Whitlock and colleagues [1] give us concrete evidence to back up clinical impressions of bleeding in cardiac surgical patients. The authors report a randomized, controlled trial of perioperative warfarin management in patients undergoing cardiopulmonary bypass (CPB). The aim of the study was threefold: (1) to describe the levels of vitamin K-dependent coagulation factor (VKDCF) in patients electively discontinuing warfarin who did or did not receive vitamin K, (2) to monitor the levels of VKDCF during and after CPB, and (3) to determine the residual anti-Xa activity after preoperative administration of a low molecular weight heparin (enoxaparin).

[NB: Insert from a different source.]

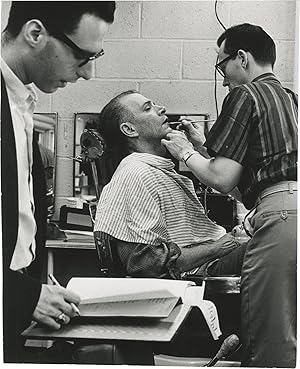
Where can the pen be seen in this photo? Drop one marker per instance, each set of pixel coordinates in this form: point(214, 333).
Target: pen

Decreased functional levels of factors II, VII, IX, and V were found at baseline. Warfarin was discontinued 5 to 6 days before surgery, and by the day of surgery these levels of factors were approaching normal with or without administration of vitamin K. Crowther and colleagues [2] had previously reported the normalization of the international normalized ratio within 24 to 48 hours after the administration of low-dose vitamin K. Therefore the findings in this study are not unexpected. Unfortunately in this study the authors do not explore the time course for recovery of the factors between preoperative day 6 and the day of surgery. This information would be particularly helpful in determining whether vitamin K administration would be of use if warfarin cessation were delayed for 2 to 3 days.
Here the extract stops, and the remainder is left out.